Max eventually wins the friendship of other cadets by saving a drowning cadet and defending him from Biff, while Perry begin a budding romance with Mary-Beth. Meanwhile, cadets from a Soviet military school visits Kirkland and challenges them to a mock war game as part of their tour. During the welcome party, Biff steals a pocket watch from a Soviet guest. Max notices this and confronts Biff for his actions, but the two are caught by the General in front of everyone. Although Max tries to take the blame, Biff confesses to General Woods that he was the thief. He announces that he did this in revenge for his father, always praising him as a fine soldier but never regarding him as a son. Saddened by this, the general relieves him of his command for the upcoming mock war. Biff tries to drown his sorrows by drinking, but Max, who has reconciled with Perry, decides to set another plan to help Biff make up with his father.

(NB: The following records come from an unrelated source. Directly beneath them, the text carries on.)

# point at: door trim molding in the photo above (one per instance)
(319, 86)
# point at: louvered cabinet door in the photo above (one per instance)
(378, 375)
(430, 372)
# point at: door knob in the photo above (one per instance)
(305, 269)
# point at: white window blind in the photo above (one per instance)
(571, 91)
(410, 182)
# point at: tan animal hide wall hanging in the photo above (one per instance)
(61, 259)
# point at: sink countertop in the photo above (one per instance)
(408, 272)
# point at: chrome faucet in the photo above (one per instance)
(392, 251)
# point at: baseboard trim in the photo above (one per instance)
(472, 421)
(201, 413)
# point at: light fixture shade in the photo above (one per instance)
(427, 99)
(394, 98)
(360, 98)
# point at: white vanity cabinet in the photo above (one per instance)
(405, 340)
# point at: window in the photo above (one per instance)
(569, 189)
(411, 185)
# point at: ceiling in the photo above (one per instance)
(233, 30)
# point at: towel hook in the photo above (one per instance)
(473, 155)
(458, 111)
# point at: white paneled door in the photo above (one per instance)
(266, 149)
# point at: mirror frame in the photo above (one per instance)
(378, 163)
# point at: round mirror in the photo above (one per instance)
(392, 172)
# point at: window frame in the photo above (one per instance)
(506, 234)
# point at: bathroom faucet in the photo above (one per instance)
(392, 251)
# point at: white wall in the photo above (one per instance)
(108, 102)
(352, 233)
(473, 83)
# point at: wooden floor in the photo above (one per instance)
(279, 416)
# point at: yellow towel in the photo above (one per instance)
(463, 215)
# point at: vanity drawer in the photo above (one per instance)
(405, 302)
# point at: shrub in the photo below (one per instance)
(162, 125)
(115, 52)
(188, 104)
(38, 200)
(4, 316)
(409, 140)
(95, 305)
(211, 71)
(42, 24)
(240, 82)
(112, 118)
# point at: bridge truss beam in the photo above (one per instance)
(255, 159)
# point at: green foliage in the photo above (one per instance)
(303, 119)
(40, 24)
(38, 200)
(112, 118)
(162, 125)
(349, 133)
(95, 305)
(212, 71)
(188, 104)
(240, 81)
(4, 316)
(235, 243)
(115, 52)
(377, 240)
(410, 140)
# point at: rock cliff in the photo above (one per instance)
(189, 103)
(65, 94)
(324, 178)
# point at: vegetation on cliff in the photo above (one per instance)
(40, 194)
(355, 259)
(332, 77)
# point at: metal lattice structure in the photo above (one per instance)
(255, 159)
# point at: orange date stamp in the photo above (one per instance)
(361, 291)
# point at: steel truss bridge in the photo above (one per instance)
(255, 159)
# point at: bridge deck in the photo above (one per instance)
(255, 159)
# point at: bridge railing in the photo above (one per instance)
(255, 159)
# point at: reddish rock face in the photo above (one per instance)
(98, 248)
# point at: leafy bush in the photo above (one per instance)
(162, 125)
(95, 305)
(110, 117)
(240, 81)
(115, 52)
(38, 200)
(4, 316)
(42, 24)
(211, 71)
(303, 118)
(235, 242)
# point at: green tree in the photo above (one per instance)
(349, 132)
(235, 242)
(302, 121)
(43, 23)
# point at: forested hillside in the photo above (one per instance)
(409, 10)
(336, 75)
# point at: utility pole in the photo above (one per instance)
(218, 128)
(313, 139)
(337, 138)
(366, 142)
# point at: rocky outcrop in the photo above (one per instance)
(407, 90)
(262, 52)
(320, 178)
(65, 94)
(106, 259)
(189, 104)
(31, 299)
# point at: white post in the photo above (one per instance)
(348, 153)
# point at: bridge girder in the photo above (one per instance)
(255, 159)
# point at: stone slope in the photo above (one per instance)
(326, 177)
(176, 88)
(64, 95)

The war game begins with Captain Kevin leading, and before he departs, Max gave him a stolen battle plan of the Soviet cadets. However, the Kirkland cadets were led into a trap and starts losing, and Kevin realizes Max tricked him. He resorts to cheating (continuing to fight despite being shot in-game) in order win by any means necessary. The other cadets, led by Max, bring a sleeping Biff to the battle, and asks him for leadership. Biff was initially reluctant to command this war, but Max encourages him to, and the group manage to successfully capture a group of Soviet cadets. Andrea meets up and joins them, then she and Max share a kiss. Elsewhere, Kevin manage to defeat the Soviets, who accuse them of cheating and a fight breaks out. Max intervenes to stop the fight, telling all of them that this is not a real war, and this mutual hostility between them is pointless. The two countries should not be seeing each other enemies, and neither should they. Max's actions win the friendship and respect of the Soviets, and General Woods is happy at how Biff completed this mock war with a peaceful end, acknowledging him as his son.

The film ends with Perry leaving with Mary-Beth for Thanksgiving holiday; Max claims that he has changed his old ways, and asks Perry to burn a box with his old prank notebook. However, the box is actually full of fireworks, which gets set off when the workers burn it in front of the school gate. Max laughs at his final prank while the fellow cadets cheer and applaud him.

==Location==
The movie was filmed at an actual military school, Kemper Military School and College of Boonville, Missouri, in 1986. Actual students and instructors served as extras and consultants during the shooting of the production.

==Cast==

| Actor | Role |
|---|---|
| Keith Gordon | Maxwell "Max" Mendelsson |
| Wally Ward | Percival "Perry" Barnett |
| George Clooney | Cadet Major Biff Woods |
| Robert Culp | General Edward "Ed" Woods |
| Jamie Farr | Colonel Frierick |
| Richard Moll | Colonel Felix Long Sr. |
| Dana Hill | Cadet Sergeant Andrea Pritchett |
| Kevin Haley | Cadet Capitan Kevin |
| Tina Caspary | Mary-Beth |
| Sherman Hemsley | Judge Daley |
| Bernie Kopell | Mr. Mendelsson |
| John Ratzenberger | Mr. Barnett |
| Dick Van Patten | Principal |
| Elya Baskin | Interpreter |
| Danny Nucci | Jai |
| David Ranyr | Winston |

==Reception==
Despite starring several popular actors such as Richard Moll and Jamie Farr, the film was both a commercial and critical failure. It was released on video cassette in the United States, and in the United Kingdom.